Toward that end I've been listening to the recordings of 50's rock n' roller Buddy Holly. What I've discovered is that he wasn't just some guy who died in a plane crash. He was phenomenally talented.
Striking about many of the recordings is his guitar playing. Buddy Holly was not only the best songwriter, next to Chuck Berry, of the early rock era. He was not only one of the most ambitious and versatile vocalists, along with Elvis, Jackie Wilson, and one or two others. Buddy Holly was also one of the era's best lead guitar players.

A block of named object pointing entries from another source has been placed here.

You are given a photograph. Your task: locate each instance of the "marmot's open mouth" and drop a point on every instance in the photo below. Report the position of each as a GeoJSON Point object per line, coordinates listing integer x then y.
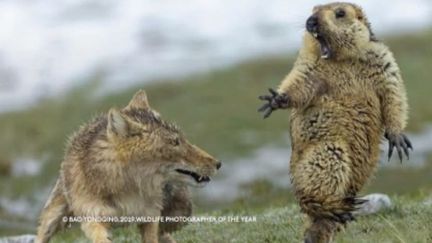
{"type": "Point", "coordinates": [324, 46]}
{"type": "Point", "coordinates": [197, 178]}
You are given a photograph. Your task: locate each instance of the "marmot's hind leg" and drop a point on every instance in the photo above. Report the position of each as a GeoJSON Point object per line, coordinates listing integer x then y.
{"type": "Point", "coordinates": [321, 178]}
{"type": "Point", "coordinates": [177, 202]}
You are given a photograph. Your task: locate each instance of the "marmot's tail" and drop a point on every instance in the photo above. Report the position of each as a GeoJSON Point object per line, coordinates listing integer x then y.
{"type": "Point", "coordinates": [51, 217]}
{"type": "Point", "coordinates": [335, 210]}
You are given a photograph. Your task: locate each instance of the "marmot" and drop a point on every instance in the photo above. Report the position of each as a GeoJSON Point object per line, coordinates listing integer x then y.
{"type": "Point", "coordinates": [122, 167]}
{"type": "Point", "coordinates": [345, 92]}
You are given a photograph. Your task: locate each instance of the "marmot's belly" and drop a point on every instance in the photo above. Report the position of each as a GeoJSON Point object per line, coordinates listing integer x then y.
{"type": "Point", "coordinates": [355, 123]}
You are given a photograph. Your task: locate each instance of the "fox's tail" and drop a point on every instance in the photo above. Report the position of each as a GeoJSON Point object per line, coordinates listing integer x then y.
{"type": "Point", "coordinates": [51, 217]}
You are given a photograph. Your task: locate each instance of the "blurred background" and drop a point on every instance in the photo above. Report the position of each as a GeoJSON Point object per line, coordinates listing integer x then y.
{"type": "Point", "coordinates": [203, 63]}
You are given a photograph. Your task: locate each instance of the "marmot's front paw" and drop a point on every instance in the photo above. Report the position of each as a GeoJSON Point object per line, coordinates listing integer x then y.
{"type": "Point", "coordinates": [274, 101]}
{"type": "Point", "coordinates": [400, 141]}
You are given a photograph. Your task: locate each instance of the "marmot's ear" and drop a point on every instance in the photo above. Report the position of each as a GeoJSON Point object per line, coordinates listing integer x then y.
{"type": "Point", "coordinates": [362, 17]}
{"type": "Point", "coordinates": [139, 101]}
{"type": "Point", "coordinates": [117, 124]}
{"type": "Point", "coordinates": [315, 8]}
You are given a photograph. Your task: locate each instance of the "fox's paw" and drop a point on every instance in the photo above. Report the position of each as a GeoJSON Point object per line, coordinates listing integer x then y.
{"type": "Point", "coordinates": [401, 142]}
{"type": "Point", "coordinates": [274, 101]}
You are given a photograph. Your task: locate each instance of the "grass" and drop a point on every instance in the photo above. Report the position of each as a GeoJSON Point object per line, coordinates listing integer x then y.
{"type": "Point", "coordinates": [408, 221]}
{"type": "Point", "coordinates": [217, 110]}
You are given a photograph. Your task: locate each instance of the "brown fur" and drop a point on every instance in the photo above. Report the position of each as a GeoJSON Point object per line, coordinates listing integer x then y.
{"type": "Point", "coordinates": [125, 163]}
{"type": "Point", "coordinates": [341, 108]}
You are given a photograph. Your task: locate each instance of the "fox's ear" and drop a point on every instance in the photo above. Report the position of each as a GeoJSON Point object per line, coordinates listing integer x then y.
{"type": "Point", "coordinates": [117, 124]}
{"type": "Point", "coordinates": [139, 101]}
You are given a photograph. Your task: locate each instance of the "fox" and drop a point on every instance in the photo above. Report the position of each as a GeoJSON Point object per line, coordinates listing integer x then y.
{"type": "Point", "coordinates": [127, 162]}
{"type": "Point", "coordinates": [346, 94]}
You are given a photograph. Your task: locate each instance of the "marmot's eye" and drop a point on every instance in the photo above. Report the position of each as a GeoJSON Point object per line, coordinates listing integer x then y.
{"type": "Point", "coordinates": [340, 13]}
{"type": "Point", "coordinates": [176, 142]}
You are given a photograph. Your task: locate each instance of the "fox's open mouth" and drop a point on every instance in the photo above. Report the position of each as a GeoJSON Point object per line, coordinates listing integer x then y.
{"type": "Point", "coordinates": [324, 46]}
{"type": "Point", "coordinates": [198, 178]}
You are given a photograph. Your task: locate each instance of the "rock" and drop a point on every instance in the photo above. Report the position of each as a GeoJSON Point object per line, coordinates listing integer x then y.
{"type": "Point", "coordinates": [376, 203]}
{"type": "Point", "coordinates": [18, 239]}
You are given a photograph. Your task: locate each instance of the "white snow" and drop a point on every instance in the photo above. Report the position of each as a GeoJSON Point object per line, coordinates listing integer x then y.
{"type": "Point", "coordinates": [50, 46]}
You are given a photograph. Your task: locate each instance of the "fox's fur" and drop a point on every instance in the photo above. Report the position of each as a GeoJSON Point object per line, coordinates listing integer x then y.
{"type": "Point", "coordinates": [128, 162]}
{"type": "Point", "coordinates": [341, 107]}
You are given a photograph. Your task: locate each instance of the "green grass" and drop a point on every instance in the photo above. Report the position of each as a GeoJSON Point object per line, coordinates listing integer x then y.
{"type": "Point", "coordinates": [407, 221]}
{"type": "Point", "coordinates": [216, 110]}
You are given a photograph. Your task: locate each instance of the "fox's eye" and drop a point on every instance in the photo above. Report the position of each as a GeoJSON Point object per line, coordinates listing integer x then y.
{"type": "Point", "coordinates": [176, 142]}
{"type": "Point", "coordinates": [340, 13]}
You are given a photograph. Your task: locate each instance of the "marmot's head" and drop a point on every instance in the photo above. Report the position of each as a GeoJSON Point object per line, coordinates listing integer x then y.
{"type": "Point", "coordinates": [338, 29]}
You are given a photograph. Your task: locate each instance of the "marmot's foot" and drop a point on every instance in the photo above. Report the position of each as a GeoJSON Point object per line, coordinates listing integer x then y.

In 1956, at the beginning of his career, when he was, what-- 19?-- Holly was effortlessly covering the licks of Chuck Berry and Bo Diddley. When co-producing recordings of his own songs a year or two later, he used his guitar to help create a wall of sound, pre-dating Phil Spector. (Drums were used prominently. Note "Peggy Sue.")

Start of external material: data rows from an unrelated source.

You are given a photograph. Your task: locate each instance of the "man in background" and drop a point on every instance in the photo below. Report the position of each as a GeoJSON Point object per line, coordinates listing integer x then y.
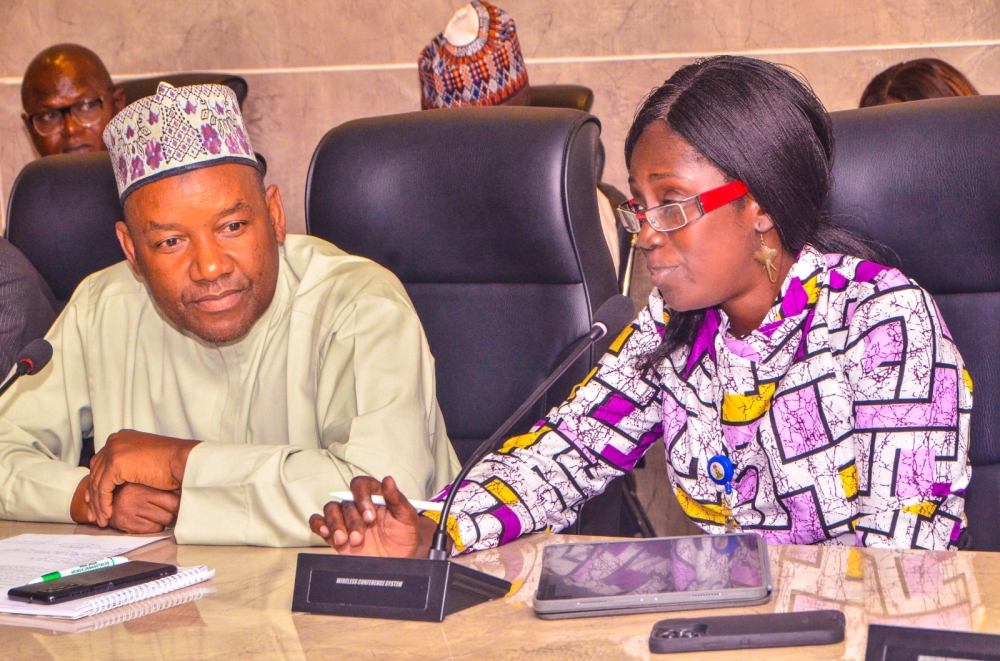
{"type": "Point", "coordinates": [27, 307]}
{"type": "Point", "coordinates": [916, 80]}
{"type": "Point", "coordinates": [68, 99]}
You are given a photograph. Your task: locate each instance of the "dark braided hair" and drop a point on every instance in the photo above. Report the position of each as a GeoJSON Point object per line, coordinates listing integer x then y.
{"type": "Point", "coordinates": [756, 122]}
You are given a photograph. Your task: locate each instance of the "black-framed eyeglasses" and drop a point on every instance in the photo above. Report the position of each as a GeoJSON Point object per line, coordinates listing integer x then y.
{"type": "Point", "coordinates": [85, 113]}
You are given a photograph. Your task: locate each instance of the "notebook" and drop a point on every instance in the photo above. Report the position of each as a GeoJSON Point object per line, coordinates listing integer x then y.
{"type": "Point", "coordinates": [25, 557]}
{"type": "Point", "coordinates": [74, 610]}
{"type": "Point", "coordinates": [113, 617]}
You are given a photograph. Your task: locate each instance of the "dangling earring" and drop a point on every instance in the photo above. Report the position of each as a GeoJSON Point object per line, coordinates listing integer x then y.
{"type": "Point", "coordinates": [765, 256]}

Holly overdubs his guitar on "Listen to Me." It's spellbinding. One can hear his clean bright playing on other songs like "Words of Love" and "Heartbeat."

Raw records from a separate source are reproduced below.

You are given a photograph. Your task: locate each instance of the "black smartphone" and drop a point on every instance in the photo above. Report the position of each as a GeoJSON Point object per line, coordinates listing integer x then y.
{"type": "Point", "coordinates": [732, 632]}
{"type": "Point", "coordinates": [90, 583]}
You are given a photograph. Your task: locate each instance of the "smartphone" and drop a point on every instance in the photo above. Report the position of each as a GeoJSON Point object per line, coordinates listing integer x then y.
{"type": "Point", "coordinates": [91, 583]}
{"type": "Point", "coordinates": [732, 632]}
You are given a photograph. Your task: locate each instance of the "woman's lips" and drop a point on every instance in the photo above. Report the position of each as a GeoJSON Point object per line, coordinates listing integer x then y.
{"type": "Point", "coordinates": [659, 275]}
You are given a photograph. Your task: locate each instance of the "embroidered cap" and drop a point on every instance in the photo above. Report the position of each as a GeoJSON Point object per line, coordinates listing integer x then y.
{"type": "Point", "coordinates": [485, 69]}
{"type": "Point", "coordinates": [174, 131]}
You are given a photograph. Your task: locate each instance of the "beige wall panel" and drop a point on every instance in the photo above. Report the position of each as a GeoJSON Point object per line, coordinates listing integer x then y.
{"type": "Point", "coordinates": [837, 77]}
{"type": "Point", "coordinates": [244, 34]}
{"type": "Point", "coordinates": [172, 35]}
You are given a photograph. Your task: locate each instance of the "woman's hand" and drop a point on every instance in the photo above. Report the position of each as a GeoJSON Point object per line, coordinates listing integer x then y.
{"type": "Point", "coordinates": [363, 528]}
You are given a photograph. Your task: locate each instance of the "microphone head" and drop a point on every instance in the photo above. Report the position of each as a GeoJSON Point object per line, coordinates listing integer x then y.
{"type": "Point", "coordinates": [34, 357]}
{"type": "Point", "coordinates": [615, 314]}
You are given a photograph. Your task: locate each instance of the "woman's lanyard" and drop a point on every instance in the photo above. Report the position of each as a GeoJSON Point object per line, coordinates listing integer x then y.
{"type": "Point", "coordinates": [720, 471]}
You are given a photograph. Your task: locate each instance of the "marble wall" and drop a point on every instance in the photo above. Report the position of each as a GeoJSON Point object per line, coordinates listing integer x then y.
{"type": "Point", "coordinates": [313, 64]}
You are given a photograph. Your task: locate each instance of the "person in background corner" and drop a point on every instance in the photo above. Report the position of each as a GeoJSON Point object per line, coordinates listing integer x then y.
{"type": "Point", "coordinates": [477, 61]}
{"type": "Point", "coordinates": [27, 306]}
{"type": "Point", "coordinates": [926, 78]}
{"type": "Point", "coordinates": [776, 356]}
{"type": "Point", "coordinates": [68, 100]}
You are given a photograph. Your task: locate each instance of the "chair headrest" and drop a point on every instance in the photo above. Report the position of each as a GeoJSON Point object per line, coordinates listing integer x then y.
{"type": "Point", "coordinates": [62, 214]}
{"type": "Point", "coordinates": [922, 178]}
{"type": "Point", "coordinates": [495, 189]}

Buddy Holly should've been as big as Elvis. At the time he had enough trouble just making the charts, overshadowed by lesser lights like Ricky Nelson. Nelson had the best rock-pop songwriters crafting his material. His band included legendary guitarist James Burton. Buddy Holly had more talent than Nelson and Burton combined. (Note the explosive guitar solo in "Peggy Sue," as fine as anything James Burton or Chuck Berry did.) Buddy Holly had as much talent in his person, as singer, guitarist, and songwriter, as whole bands of the later "British Invasion," including the Beatles.
At his death at age 22 he may have been more advanced in these categories than the best later talent at the same age. This includes Lennon, Dylan, McCartney, Jagger, Keith Richards, George Harrison-- the lot of them.
Buddy Holly was a true phenom-- a natural talent. Why he wasn't bigger in his lifetime was because in the charisma department he was the anti-Elvis. You've seen the photos, the nerdiness and large eyeglasses. This was before subcultures like punks and folkies embraced nerdiness.
Would Buddy Holly have taken his art to another level? Some of the last songs he wrote, "What to Do" and "Crying, Waiting, Hoping" indicate he could have. He had moved with his new wife Maria Elena into New York City's Greenwich Village in 1959, right before his death. It's fascinating to speculate about Holly meeting the young Bob Dylan when Dylan moved into the neighborhood a couple years later. What a meeting of young minds that would've been!
The two best Buddy Holly songs-- and recordings-- are "Well . . . All Right" and "Learning the Game." They're timeless and poignant, up there with the best of Bob Dylan and John Lennon-- the highest praise I can grant Buddy Holly. Where did these songs come from? What was the source of his art? This is the mystery to figure out.